Revenons sur ce point :
- Une inversion de la courbe des taux survient généralement après une hausse rapide des taux courts, initiée par une banque centrale afin de ralentir une croissance excessive et éviter un phénomène de surchauffe. Les taux longs montent alors, mais pas au même rythme que le durcissement monétaire, créant une inversion de la courbe, qui entraine un renchérissement des conditions de crédit pour les entreprises et ménages, destiné à casser la dynamique. Or, nous sommes aujourd’hui dans une situation où les conditions monétaires restent très favorables en termes de taux et d’accès à la liquidité.
- Cette situation sur les taux est totalement inédite : forte baisse des taux courts, interventionnisme en direct sur la partie longue de la courbe avec la politique de quantitative easing – achats par la Fed de titres publics – taux longs négatifs dans beaucoup de pays avec par exemple une courbe des taux totalement négative jusqu’au 30 ans en Allemagne. Partant du constat que tous ces critères ont été impactés, le schéma habituel d’interprétation de la courbe des taux est totalement modifié.
- La médiatisation même de ce signal sur la courbe des taux a considérablement modifié le rôle de chacun. La Fed pourra réagir en abaissant ses taux courts de manière plus prononcée pour annuler ce signal négatif. En anticipant une telle action, les investisseurs ont quant à eux poussé les prévisions de baisse des taux au-delà de ce que les économistes jugent adéquat avec le niveau d’activité réel.
- Enfin, les autres signaux traditionnels qui surviennent concomitamment à cette inversion de courbe lors d’une récession restent pour l’instant majoritairement absents ou faibles aujourd’hui. Nous ne constatons pas de dégradation du marché de l’emploi américain, ni de chute de la profitabilité des entreprises ou encore d’augmentation des primes de risque des obligations d’entreprise.
La question est de savoir aujourd’hui si une erreur de pilotage dans le conflit sino-américain pourrait venir modifier la donne actuelle et jouer le rôle de choc exogène, transformant ainsi un scénario de simple ralentissement en récession (à l’instar de ce que nous avons historiquement constaté au travers d’une crise sur le crédit ou d’une brutale augmentation des prix du pétrole).

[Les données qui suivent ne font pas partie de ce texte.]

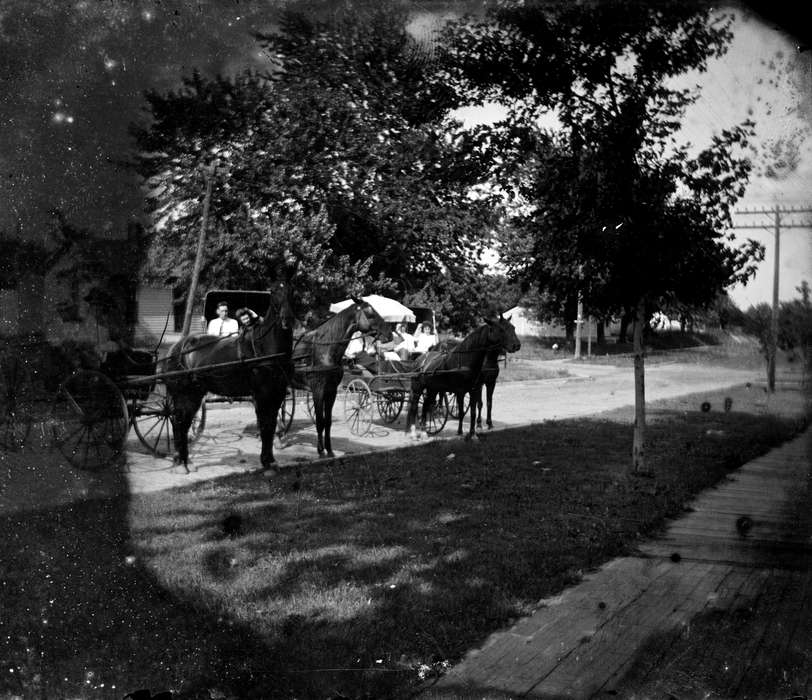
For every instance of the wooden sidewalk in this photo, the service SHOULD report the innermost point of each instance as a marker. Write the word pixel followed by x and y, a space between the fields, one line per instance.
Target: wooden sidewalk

Quid des prochaines semaines ?
Les investisseurs attendent donc en premier lieu une normalisation des relations entre les Etats-Unis et la Chine, pour que les agents économiques reprennent leurs décisions de consommation et d’investissement. Le second point qui devrait prendre de l’ampleur au cours des prochaines semaines est celui du constat des politiques monétaires accommodantes, qui semblent à la fois s’inscrire dans la longue durée – depuis le changement opéré il y a quelques mois – mais dont les effets trouvent aujourd’hui leurs limites. Le débat devrait donc porter prochainement sur les politiques budgétaires et la façon dont elles prendraient le relai ou s’associeraient à cette nouvelle donne monétaire.
Ce sujet devrait prendre corps en Europe et de nouvelles baisses d’impôts sont déjà envisagées aux États-Unis, alors que du côté du Congrès américain, la question du déficit élevé n’est pas à l’ordre du jour. L’inflation quant à elle continuera d’être tirée vers le bas par les tendances lourdes de l’économie, comme la démographie ou les nouvelles technologies.

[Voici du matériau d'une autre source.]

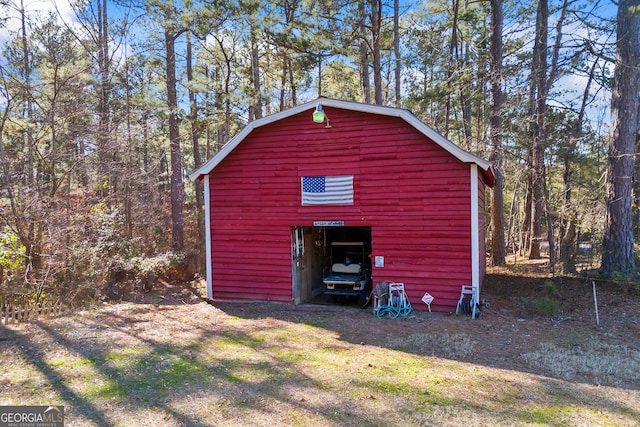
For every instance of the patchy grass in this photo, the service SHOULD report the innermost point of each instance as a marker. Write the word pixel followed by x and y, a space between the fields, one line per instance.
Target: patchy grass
pixel 269 364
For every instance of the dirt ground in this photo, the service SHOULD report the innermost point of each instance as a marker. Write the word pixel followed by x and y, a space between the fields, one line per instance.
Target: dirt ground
pixel 171 358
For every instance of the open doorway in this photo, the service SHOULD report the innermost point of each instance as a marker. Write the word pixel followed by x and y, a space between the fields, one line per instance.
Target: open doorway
pixel 315 250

En termes d’allocation d’actifs, les investisseurs restent encore absents des marchés actions, inquiets du risque de dérapage induit par la « guerre » commerciale sino-américaine. Certes, elle subsistera au cœur des questions internationales pendant encore de nombreux mois, voire des années, et la Chine ne fera pas de cadeau au Président américain, en pleine campagne de réélection… Mais il suffirait que les « frères ennemis » lâchent un peu de lest pour redonner de l’élan aux marchés financiers.
Dans ce contexte, nous surveillons les points tels que les moyennes mobiles 200 jours qui pourraient servir de supports techniques et permettre de repasser surexposés en actions dans nos portefeuilles. En effet, le taux élevé de liquidité chez les principaux acteurs constitue un élément de soutien pour les marchés financiers, en complément des politiques monétaires durablement accommodantes, auxquelles pourraient s’adjoindre de nouveaux soutiens budgétaires.